6. En l'espèce, l'abandon de l'éolienne E6, qui est destinée à réduire les impacts du projet sur l'environnement, avec pour conséquence la mise à jour des capacités techniques et financières de l'exploitant, résulte notamment de l'avis défavorable émis par la commune de Noyant d'Allier. L'économie générale du projet, avec nécessité d'ouvrir une enquête complémentaire, ne s'en est pas trouvée remise en cause. Par ailleurs, le nouveau nom de la société porteuse du projet et celui de l'exploitant technique, introduits dans le dossier soumis à enquête publique, ont été portés à la connaissance du public. Par suite, aucune violation des dispositions de l'article L 123-14 du code de l'environnement ne saurait être retenue.

7. En quatrième lieu, même si le vérificateur et l'approbateur du rapport de la DREAL du 28 avril 2021 sont la même personne, une telle circonstance, en l'absence de toute règle imposant des personnes différentes, est insusceptible d'entacher d'illégalité l'arrêté contesté.
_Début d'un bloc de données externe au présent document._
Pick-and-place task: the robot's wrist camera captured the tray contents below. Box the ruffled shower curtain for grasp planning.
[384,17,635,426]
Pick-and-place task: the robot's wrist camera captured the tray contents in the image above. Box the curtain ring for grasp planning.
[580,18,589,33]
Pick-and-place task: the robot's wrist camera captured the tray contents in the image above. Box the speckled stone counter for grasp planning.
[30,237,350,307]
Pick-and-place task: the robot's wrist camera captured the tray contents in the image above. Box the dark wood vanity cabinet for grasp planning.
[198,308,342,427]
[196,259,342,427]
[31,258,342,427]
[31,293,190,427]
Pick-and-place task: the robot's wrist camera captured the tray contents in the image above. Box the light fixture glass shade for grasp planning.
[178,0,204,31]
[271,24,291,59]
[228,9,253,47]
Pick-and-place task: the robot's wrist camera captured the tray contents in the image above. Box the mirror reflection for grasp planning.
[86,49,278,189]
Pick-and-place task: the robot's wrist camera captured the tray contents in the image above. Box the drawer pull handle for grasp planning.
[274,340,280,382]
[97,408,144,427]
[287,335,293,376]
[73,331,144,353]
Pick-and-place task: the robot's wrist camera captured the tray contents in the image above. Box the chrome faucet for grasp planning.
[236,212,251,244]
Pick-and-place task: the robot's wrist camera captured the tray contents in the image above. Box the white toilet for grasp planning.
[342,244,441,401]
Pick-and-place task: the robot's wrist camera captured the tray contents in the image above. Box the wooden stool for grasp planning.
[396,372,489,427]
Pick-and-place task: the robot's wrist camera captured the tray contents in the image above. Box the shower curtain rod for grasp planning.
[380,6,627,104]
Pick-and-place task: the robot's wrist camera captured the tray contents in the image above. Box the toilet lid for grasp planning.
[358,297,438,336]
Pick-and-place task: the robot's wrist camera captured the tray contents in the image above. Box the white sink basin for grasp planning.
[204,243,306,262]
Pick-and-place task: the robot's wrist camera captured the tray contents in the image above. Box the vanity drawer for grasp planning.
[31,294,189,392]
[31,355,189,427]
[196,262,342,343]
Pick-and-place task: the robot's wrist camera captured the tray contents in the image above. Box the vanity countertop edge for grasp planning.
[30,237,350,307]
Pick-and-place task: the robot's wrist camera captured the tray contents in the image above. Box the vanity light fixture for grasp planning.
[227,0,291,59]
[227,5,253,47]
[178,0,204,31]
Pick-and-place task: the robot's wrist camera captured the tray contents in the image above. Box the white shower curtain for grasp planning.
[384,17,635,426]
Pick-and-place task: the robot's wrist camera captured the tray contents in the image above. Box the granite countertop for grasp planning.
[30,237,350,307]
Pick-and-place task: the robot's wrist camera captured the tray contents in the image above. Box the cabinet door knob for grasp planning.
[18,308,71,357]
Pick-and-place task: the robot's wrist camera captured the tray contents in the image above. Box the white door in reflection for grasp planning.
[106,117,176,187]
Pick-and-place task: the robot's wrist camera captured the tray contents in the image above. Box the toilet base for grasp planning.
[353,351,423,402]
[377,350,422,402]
8. En dernier lieu, aux termes de l'article L. 111-5 du code de l'urbanisme : " La construction de bâtiments nouveaux mentionnée au 1° de l'article L. 111-4 et les projets de constructions, aménagements, installations et travaux mentionnés aux 2° et 3° du même article ayant pour conséquence une réduction des surfaces situées dans les espaces autres qu'urbanisés et sur lesquelles est exercée une activité agricole ou qui sont à vocation agricole doivent être préalablement soumis pour avis par l'autorité administrative compétente de l'État à la commission départementale de préservation des espaces naturels, agricoles et forestiers prévue à l'article L. 112-1-1 du code rural et de la pêche maritime (...) ". L'article L. 111-4 prévoit : " Peuvent toutefois être autorisés en dehors des parties urbanisées de la commune : (...) 2° Les constructions et installations nécessaires à l'exploitation agricole, à des équipements collectifs dès lors qu'elles ne sont pas incompatibles avec l'exercice d'une activité agricole, pastorale ou forestière sur le terrain sur lequel elles sont implantées, à la réalisation d'aires d'accueil ou de terrains de passage des gens du voyage, à la mise en valeur des ressources naturelles et à la réalisation d'opérations d'intérêt national ; 3° Les constructions et installations incompatibles avec le voisinage des zones habitées et l'extension mesurée des constructions et installations existantes ".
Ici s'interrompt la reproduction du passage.